Saturday, April 2, 2016

Tough Conversations - Revisited

Our most recent in-class leadership session was all about having difficult conversations and the tools needed (rapport, listening set asides, and pause/paraphrase) to assist with those conversations. We were assigned a "homework" activity that involved engaging in a difficult/necessary/courageous conversation at home or at work. After having our tough conversation, we were to communicate our experience to our course instructor by providing 5 sentences/keywords/mind map (or whatever we wish) to express ourselves.

I took some time to think about any situations at work that I needed to deal with. It didn't take very long before I decided who I needed to talk to and the topic of the conversation. After my tough conversation I emailed my course instructor with the following message:
Here are my 5 points with respect to a difficult/necessary conversation I had:
Anxiety provoking
Prepared for negative

One of the teachers at our school is new and I share lunch duty with her. It was around a duty issue. We get along and I would say that I have a good rapport with her. So when I talked to her about the issue I told her that I wanted to ask her something and perhaps provide some advice for future reference. I know she is sensitive so I didn't want to upset her - my intention was to inform her and let her know how her decisions were impacting me. It turned out to be good.

My 5 words (I know that I used more than 5) reflect my experience. I felt anxious, I spent time reflecting on the situation and my feelings about what was going on, I acted by speaking to my colleague, I prepared myself for a negative reaction on her part (worst case scenario), and when she spoke I actually listened to her.
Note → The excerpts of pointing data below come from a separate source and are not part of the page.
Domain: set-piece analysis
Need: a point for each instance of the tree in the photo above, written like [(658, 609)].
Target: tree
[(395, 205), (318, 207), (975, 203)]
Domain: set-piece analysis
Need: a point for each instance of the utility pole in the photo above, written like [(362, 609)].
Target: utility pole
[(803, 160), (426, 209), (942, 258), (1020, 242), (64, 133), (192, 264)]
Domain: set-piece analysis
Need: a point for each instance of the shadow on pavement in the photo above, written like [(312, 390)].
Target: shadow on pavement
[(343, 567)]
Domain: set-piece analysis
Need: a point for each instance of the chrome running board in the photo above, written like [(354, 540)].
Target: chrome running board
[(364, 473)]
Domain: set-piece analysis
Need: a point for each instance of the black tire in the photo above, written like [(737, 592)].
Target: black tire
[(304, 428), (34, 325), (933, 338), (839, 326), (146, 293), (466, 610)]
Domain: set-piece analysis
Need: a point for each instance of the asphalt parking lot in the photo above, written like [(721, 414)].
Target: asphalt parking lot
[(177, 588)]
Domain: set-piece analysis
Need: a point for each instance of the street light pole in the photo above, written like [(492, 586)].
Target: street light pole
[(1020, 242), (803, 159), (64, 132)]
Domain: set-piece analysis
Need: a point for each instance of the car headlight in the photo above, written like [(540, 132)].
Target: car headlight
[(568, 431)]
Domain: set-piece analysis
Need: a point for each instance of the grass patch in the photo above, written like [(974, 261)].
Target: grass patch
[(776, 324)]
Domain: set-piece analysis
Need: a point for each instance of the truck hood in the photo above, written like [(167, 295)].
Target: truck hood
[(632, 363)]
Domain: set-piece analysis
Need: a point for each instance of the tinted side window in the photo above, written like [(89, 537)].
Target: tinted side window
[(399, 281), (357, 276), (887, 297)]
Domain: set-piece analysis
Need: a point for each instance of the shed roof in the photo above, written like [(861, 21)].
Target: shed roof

From MY perspective, I think things went well. My next step is to figure out if things are ok on her end as well. This is something I am currently thinking about. Sometimes when you have tough conversations things go they way you planned but how is the other person feeling? I am going to look further into that aspect of these tough conversations. 

As I think about the tools needed to have difficult conversations, I have to say that the one that stands out for me the most is the one about rapport. The leadership framework for principals has a pillar (1/5th of the document) about building relationships and developing people. Upon further investigation, the pillar is all about the practices that build rapport and the knowledge, skills, and attitudes that will make the practices useful and authentic.

Here is a closer look at the pillar and its expectations:

I look forward to continuing to work on the expectations in this pillar with the people I work with everyday. Moreover, I look forward to looking into the other side of tough conversations and examine what it means for things to "good" on both sides of the conversation.